As regular readers of this blog know, I fully reject any such asserted demonstrations that minimum-wage legislation has no negative impacts on the welfare of low-skilled workers. All such supposed demonstrations are the epistemological equivalents of the many attempts, including those by the faux scientific proponents of so-called “intelligent design,” to disprove the general applicability of Darwin’s theory of evolution driven by natural selection.

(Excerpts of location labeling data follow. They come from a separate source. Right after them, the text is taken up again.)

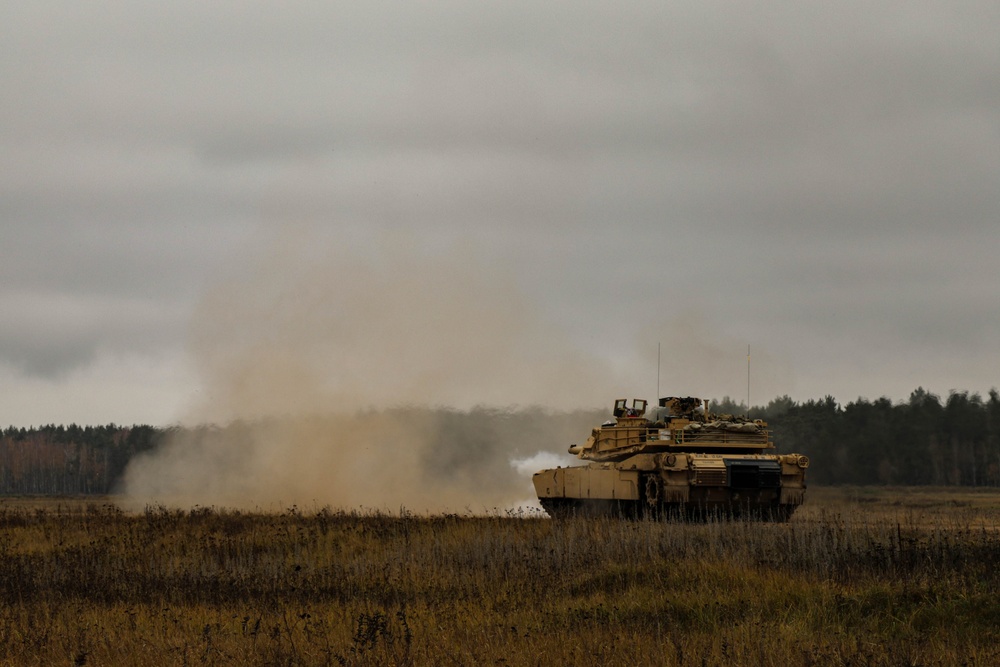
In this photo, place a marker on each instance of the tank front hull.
(767, 487)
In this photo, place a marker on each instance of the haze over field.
(229, 210)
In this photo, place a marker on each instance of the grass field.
(860, 576)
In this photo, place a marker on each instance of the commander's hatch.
(623, 411)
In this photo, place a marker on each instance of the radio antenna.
(657, 373)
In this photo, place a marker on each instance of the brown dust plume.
(400, 377)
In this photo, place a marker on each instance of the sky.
(214, 210)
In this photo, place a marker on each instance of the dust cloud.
(361, 380)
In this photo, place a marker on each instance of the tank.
(678, 461)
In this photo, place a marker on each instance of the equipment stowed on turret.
(680, 460)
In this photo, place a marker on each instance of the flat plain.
(873, 576)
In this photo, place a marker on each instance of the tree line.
(922, 441)
(925, 440)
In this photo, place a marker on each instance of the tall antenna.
(657, 373)
(748, 381)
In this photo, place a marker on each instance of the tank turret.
(676, 459)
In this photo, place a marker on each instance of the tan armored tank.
(678, 461)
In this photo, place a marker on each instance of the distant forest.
(923, 441)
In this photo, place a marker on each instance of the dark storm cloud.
(805, 176)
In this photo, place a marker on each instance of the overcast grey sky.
(454, 194)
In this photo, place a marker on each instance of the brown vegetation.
(859, 576)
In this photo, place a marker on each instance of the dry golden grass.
(859, 576)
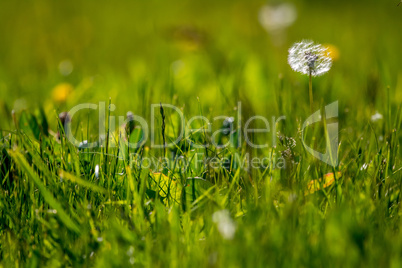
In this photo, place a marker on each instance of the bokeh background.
(55, 54)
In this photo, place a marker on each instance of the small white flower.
(308, 58)
(375, 117)
(226, 225)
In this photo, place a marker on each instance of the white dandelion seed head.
(308, 58)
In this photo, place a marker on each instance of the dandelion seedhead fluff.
(308, 58)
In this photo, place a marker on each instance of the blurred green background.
(143, 52)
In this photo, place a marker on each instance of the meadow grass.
(61, 205)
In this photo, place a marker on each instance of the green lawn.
(229, 204)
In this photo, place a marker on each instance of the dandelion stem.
(310, 91)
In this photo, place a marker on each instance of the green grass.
(204, 57)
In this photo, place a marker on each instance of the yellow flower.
(333, 51)
(61, 92)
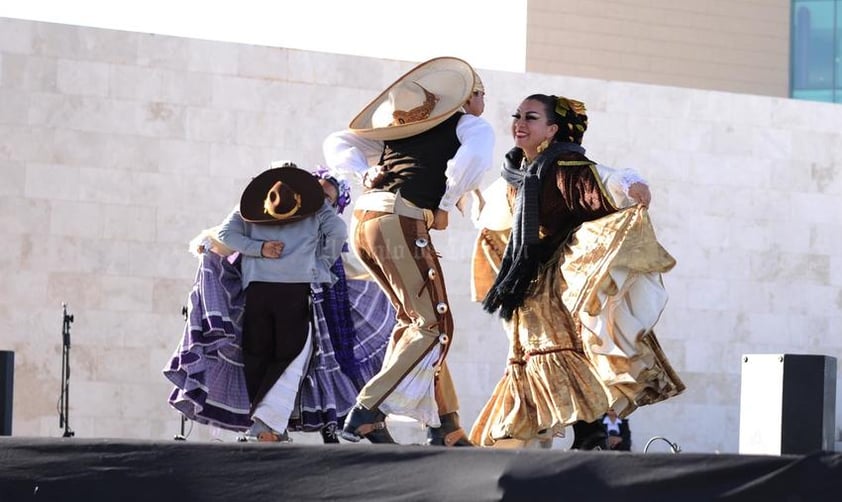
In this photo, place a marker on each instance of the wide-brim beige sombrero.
(450, 79)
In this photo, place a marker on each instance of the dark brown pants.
(275, 326)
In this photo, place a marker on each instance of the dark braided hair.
(568, 114)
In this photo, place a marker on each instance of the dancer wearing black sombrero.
(288, 237)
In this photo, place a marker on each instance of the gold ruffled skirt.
(583, 341)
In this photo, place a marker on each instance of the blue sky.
(490, 34)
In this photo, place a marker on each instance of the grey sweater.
(311, 246)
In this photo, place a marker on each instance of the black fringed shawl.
(524, 254)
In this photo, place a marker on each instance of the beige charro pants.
(397, 251)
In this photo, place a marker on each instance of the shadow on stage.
(70, 469)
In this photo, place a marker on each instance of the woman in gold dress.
(577, 282)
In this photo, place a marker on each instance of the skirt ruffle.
(207, 366)
(327, 394)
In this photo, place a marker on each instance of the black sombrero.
(281, 195)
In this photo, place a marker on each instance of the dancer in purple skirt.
(351, 322)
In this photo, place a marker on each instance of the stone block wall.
(116, 148)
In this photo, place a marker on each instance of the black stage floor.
(71, 469)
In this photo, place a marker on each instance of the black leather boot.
(588, 436)
(369, 424)
(449, 434)
(329, 435)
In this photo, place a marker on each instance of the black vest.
(416, 165)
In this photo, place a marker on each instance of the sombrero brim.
(299, 180)
(453, 84)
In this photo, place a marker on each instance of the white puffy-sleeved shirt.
(352, 155)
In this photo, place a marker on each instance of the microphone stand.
(64, 402)
(182, 436)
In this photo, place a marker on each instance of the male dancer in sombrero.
(288, 237)
(427, 153)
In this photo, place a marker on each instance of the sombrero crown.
(281, 195)
(421, 99)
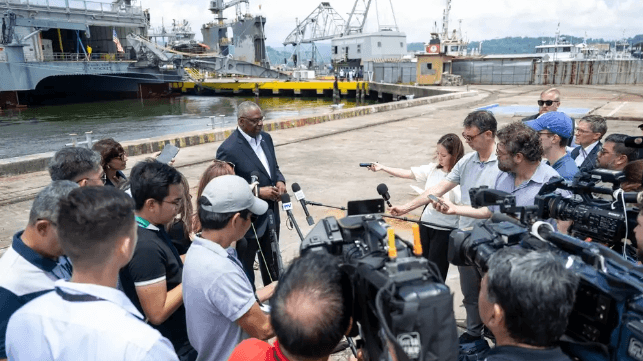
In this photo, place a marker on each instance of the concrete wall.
(525, 71)
(494, 71)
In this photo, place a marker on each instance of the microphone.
(287, 206)
(634, 142)
(254, 183)
(382, 189)
(299, 194)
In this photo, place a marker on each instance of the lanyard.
(72, 297)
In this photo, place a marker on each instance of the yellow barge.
(269, 87)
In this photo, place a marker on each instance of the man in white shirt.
(590, 130)
(87, 318)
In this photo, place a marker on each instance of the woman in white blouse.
(435, 239)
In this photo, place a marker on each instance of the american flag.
(119, 48)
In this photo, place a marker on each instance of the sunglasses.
(547, 102)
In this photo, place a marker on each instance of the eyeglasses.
(102, 179)
(255, 120)
(547, 102)
(176, 203)
(216, 161)
(470, 138)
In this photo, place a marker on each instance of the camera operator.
(614, 155)
(310, 313)
(475, 169)
(519, 154)
(526, 298)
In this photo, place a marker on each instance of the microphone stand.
(428, 224)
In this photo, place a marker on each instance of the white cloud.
(480, 19)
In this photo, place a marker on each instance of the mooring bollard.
(87, 143)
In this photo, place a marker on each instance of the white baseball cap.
(230, 193)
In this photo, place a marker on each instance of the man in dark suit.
(250, 149)
(589, 132)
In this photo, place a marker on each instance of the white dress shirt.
(84, 322)
(583, 153)
(255, 144)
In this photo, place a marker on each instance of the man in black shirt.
(152, 279)
(525, 300)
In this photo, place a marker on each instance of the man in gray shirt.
(478, 168)
(221, 308)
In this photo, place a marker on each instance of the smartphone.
(167, 154)
(437, 200)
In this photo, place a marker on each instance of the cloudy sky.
(481, 20)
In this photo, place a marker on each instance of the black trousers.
(435, 246)
(247, 249)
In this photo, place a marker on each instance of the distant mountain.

I repeat: The desire of many people to deny the general applicability of the law of demand to the economic world is very much akin to the desire of many other people to deny the general applicability to the biological world of Darwinian natural selection. It’s a terrific irony that many individuals in the first group – that is, many individuals who toil earnestly to find ways to deny the general applicability of the law of demand to the economic world – are among the very first to point out correctly the absurdity of the efforts of members of the second group of people – that is, of those individuals who toil earnestly to deny the general applicability to the biological world of Darwinian natural selection.